Tuesday, April 05, 2011

Write Your Own Laurence Tribe Op-Ed -- How the Constitution Empowers the Federal Government To Do Anything It Wants!

It's fun for the whole family! Simply choose the right words to build your own, bonafide Laurence Tribe op-ed -- just like the famous, left-wing Harvard Law Professor. Within moments you'll be well on your way to an op-ed in The New York Times or even a coveted slot in the DNC's other newsletter, The Washington Post!

THE lawsuits challenging the individual mandate in the HEALTH CARE LAW MANDATORY HOUSING FOR ALL LAW HEALTHY FOOD LAW CLOTHING LAW, including one in which a federal district judge last week called the law unconstitutional, will ultimately be resolved by the Supreme Court.

Since the New Deal, the court has consistently held that Congress has broad constitutional power to regulate interstate commerce. By that standard, this law’s constitutionality is open and shut. Does anyone doubt that the immense HEALTH CARE HOUSING FOOD CLOTHING industry is an interstate market that Congress has the power to regulate?

Many new provisions in the law, like FORCING INSURERS TO COVER PRE-EXISTING CONDITIONS FORCING BUILDERS TO PROVIDE HOUSING FOR ALL FORCING GROCERY STORES TO PROVIDE FREE FOOD FOR THOSE WHO NEED IT FORCING WAL-MART TO COVER BASIC CLOTHING NEEDS FOR ALL AMERICANS are also undeniably permissible.

After all, no one can really choose to opt out of the HEALTH CARE HOUSING FOOD CLOTHING market. All must participate, sooner or later. For the system to work, all individuals must participate to the extent of their economic ability.

In this regard, the new law is little different from Social Security. The court unanimously recognized in 1982 that it would be “difficult, if not impossible” to maintain the financial soundness of a Social Security system from which people could opt out.

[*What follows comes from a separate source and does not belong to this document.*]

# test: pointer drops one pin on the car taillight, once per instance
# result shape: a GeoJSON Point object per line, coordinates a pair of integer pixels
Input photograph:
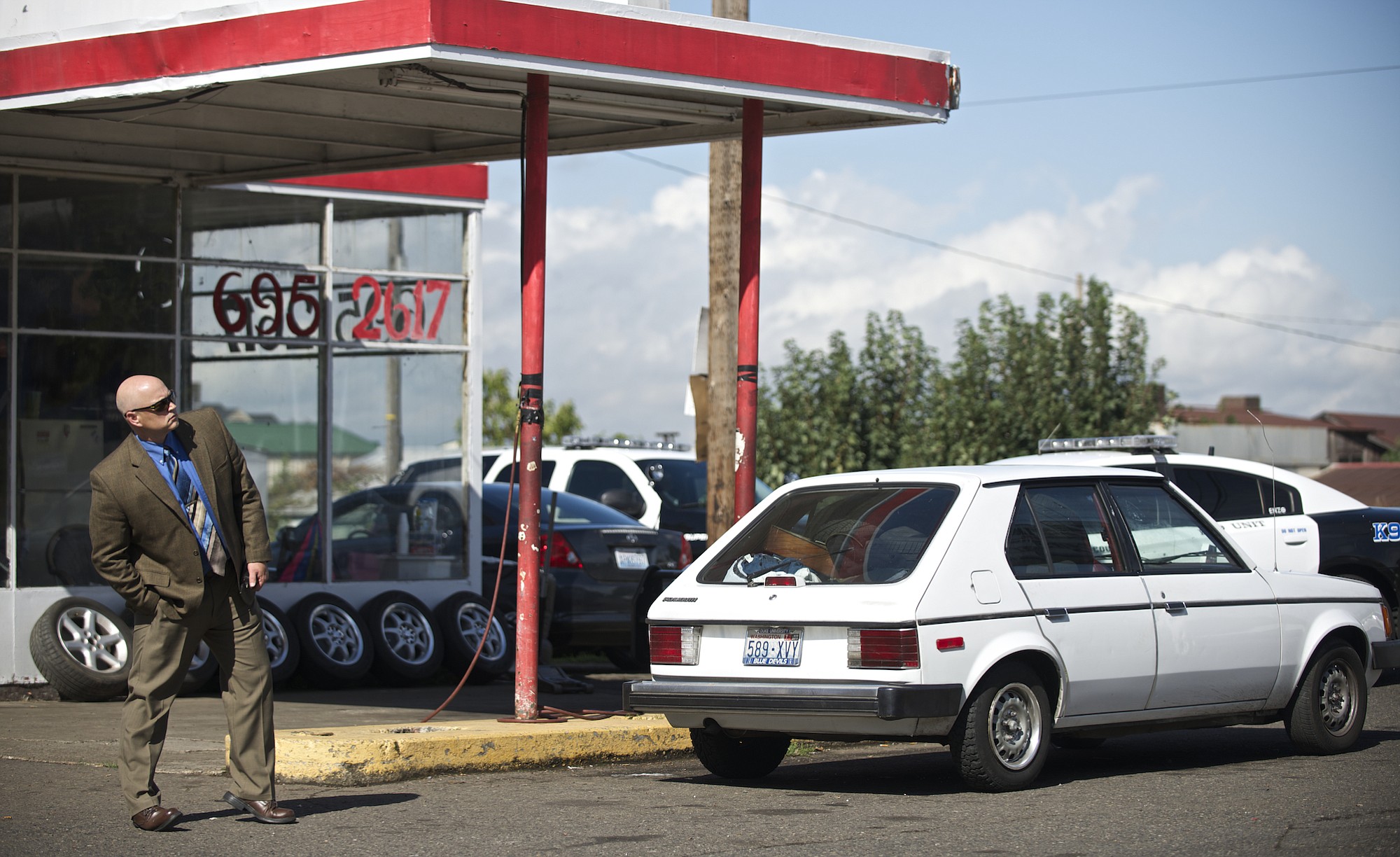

The same analysis holds here: by restricting certain economic choices of individuals, we ensure the vitality of a regulatory regime clearly within Congress’s power to establish.

The decision about how to pay for HEALTH CARE HOUSING FOOD CLOTHING is a quintessentially commercial choice in itself, not merely a decision that might have economic consequences.

There is every reason to believe that a strong, nonpartisan majority of justices will do their constitutional duty, set aside how they might have voted had they been members of Congress and treat this constitutional challenge for what it is — a political objection in legal garb.

For it is clear that the founders intended the federal government to do whatever it wishes with the lives of its citizens.

Laurence H. Tribe, a professor at Harvard Law School, is the author of "It's Living and Breathing, Bitches" and "Barack Obama, President of the World!"